About this Research Topic
This Research Topic provides a platform for AI-powered basic, translational, and clinical biomedical research by featuring recent innovations made by applying AI and machine learning in physiology, in particular cellular, molecular, and systems physiology. The focus of this topic is to create a collection of high-quality papers of innovative studies combining artificial intelligence, cellular and molecular physiology, and systems physiology. This Research Topic will be of high interest for Frontiers in Network Physiology readers as it focuses on the use of AI and machine learning tools in data analysis and defining new features in physiological data as well as model prediction which can assist translational and clinical research in the field of physiology.
This Research Topic on ”Machine Learning and Deep Learning in Data Analytics and Predictive Analytics of Physiological Data” focuses on basic and translational research targeting AI and machine learning in physiological and pathophysiological states.
In this Research Topic we gather high-quality papers including Original Research, Review, Mini Review, and commentary articles covering research in machine learning and deep learning in molecular, cellular ,and systems biology.
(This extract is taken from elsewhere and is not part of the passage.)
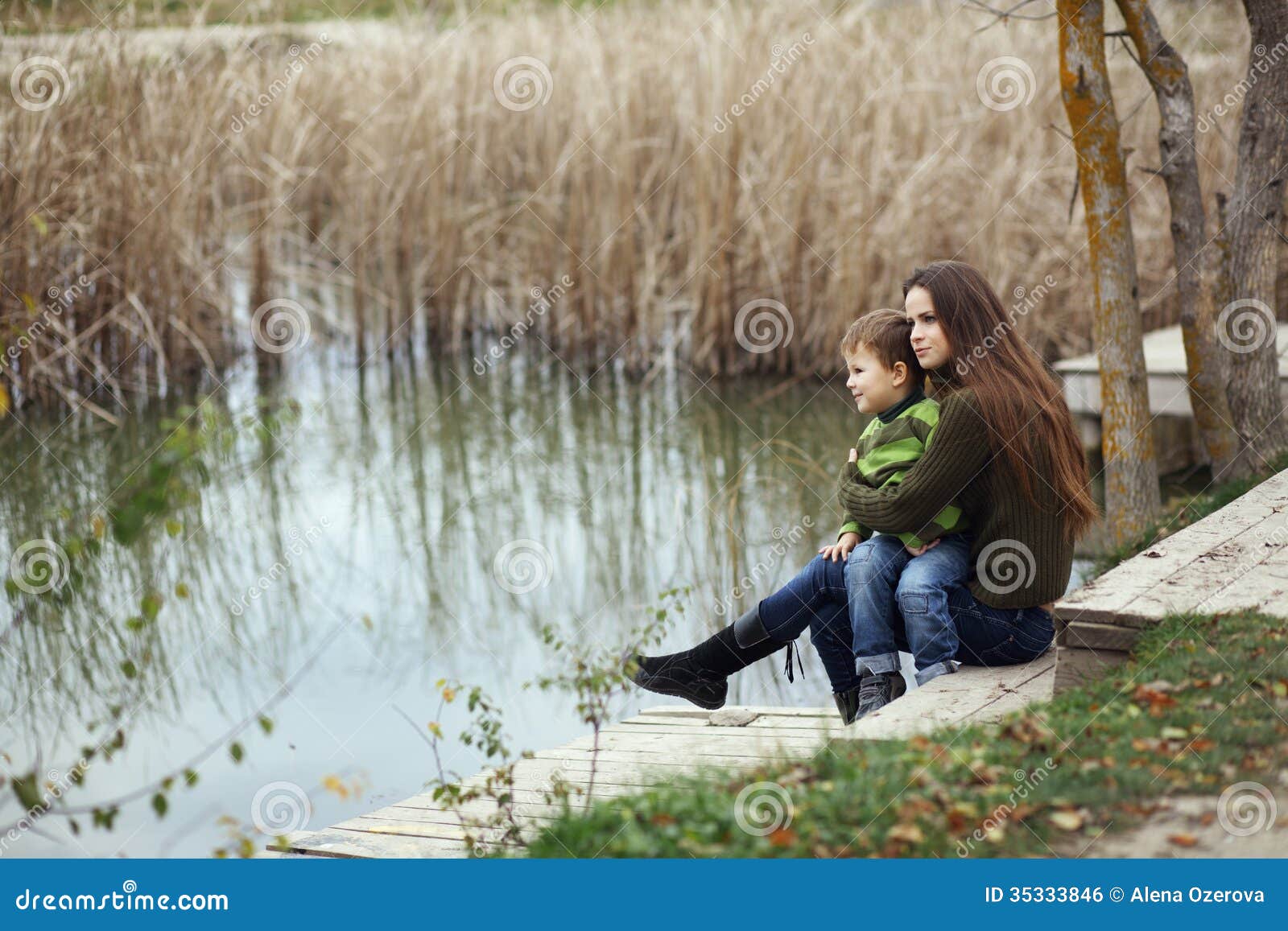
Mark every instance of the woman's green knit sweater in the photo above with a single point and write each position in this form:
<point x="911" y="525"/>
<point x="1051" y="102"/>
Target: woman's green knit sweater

The scope of this issue Topics of interests encompass but are not limited to:
Supervised and unsupervised learning for physiological data
Machine learning and deep learning for prognosis and diagnosis
Deep learning for cellular activity
Deep learning for systems biology
Machine learning in molecular biology and physiology
Machine learning for multi-omics data
Keywords: Network Physiology, Machine Learning, Deep learning, prediction model, physiology, systems biology, cellular and molecular biology, Data processing
Important Note: All contributions to this Research Topic must be within the scope of the section and journal to which they are submitted, as defined in their mission statements. Frontiers reserves the right to guide an out-of-scope manuscript to a more suitable section or journal at any stage of peer review.